Rencana Sih Boleh-Boleh Saja
Oleh: Ndaru Anugerah
Pada sebuah konpers secara daring, Mendikbudristek Nadiem Makarim menegaskan bahwa Juli 2021, semua sekolah harus sudah membuka belajar tatap muka. (https://nasional.kontan.co.id/news/nadiem-makarim-semua-sekolah-wajib-sudah-belajar-tatap-muka-pada-juli-2021)
Apa alasan utamanya?
Karena sudah sesuai dengan SKB 4 Menteri serta program vaksinasi guru, dosen dan tenaga kependidikan yang rencananya akan rampung pada akhir Juni 2021 mendatang.
“Kalo sudah divaksin (guru dan tenaga kependidikan), maka pembelajaran tatap muka bisa diselenggarakan,” ungkap Nadiem. Jadi ‘asumsinya’, kekebalan kawanan sudah terbentuk dengan adanya program vaksinasi.
Lalu apa syarat pembelajaran tatap muka bisa diselenggarakan?
Prokes sudah pasti harus dilakukan dan juga wajib memenuhi daftar periksa dari instansi yang berwenang. Kapasitas belajar juga nggak boleh melebihi 50% sehingga berakibat proses pembelajaran online tetap harus dilakukan bagi siswa yang bersekolah saat itu.
Dan yang paling penting kata mas menteri bahwa ketentuan belajar tatap muka siswa ada di tangan orang tua. “Jadi ortu bisa memilih apakah anaknya bersekolah secara offline atau justru online,” tambahnya.
Dengan skenario ini, sama saja kasih anak kecil untuk ambil keputusan penting. Yang ada kemudian, keputusannya nggak terbentuk malah mereka saling gontok-gontokan satu sama lain menanggapi polemik proses belajar.

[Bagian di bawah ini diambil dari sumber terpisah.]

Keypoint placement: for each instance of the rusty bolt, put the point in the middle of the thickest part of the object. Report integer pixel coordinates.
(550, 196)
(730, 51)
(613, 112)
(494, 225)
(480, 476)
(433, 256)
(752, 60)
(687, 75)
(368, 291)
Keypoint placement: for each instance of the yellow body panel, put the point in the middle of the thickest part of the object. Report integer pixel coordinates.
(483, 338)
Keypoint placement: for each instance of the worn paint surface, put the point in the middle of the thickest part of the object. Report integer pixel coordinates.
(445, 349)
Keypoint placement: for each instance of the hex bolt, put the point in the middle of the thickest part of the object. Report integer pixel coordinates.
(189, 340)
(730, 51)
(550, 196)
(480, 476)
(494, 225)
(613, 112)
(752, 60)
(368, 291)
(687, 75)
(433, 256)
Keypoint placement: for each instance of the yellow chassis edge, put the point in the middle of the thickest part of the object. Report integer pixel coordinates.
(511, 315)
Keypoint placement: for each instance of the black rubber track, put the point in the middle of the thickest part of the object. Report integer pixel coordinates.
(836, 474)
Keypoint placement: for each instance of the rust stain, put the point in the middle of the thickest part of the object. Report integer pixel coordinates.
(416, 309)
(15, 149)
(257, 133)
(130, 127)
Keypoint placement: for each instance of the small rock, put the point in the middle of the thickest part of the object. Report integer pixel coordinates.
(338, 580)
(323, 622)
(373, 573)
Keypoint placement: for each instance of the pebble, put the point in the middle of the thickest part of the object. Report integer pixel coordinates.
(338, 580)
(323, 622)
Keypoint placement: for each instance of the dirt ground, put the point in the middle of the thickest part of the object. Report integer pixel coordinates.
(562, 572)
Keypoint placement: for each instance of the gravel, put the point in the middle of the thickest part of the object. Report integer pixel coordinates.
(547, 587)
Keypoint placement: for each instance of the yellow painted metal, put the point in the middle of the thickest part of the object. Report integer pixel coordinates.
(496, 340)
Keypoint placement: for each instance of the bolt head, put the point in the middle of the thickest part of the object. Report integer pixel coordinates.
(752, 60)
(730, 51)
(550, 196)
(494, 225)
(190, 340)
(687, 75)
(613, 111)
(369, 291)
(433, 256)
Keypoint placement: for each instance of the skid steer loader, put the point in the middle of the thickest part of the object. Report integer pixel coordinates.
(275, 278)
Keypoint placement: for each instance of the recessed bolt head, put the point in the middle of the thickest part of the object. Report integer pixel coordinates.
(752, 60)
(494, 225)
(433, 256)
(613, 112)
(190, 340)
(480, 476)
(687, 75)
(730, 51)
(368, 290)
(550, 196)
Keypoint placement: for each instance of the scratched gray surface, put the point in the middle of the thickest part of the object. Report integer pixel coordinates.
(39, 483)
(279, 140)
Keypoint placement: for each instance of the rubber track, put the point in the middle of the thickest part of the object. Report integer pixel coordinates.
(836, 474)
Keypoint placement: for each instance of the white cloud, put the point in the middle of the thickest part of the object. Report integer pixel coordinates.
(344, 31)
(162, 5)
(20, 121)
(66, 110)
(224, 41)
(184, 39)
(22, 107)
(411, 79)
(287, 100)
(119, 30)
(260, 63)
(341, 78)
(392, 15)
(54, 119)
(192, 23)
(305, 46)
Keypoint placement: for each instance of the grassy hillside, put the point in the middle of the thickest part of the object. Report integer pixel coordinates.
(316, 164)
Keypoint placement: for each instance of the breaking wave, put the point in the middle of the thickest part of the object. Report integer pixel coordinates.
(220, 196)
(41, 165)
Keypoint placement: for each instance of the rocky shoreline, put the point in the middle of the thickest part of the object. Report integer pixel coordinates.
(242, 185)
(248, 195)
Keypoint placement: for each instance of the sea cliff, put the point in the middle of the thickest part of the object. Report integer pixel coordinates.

Mana ada masyarakat disuruh buat keputusan penting yang seharusnya jadi porsi pemerintah? Seharusnya pemerintah buat regulasi yang memfasilitasi warganya untuk dapat belajar secara offline, bukan malah lepas tangan kek gini.
Kenapa ini wajib saya tekankan?
Karena, skenario yang mungkin terjadi saat pembelajaran offline berlangsung adalah civitas akademika ada yang terpapar Kopit. Maka situasi panik nggak terhindarkan. Pelacakan bakal dilakukan secara masif guna mencegah terbentuknya klaster baru.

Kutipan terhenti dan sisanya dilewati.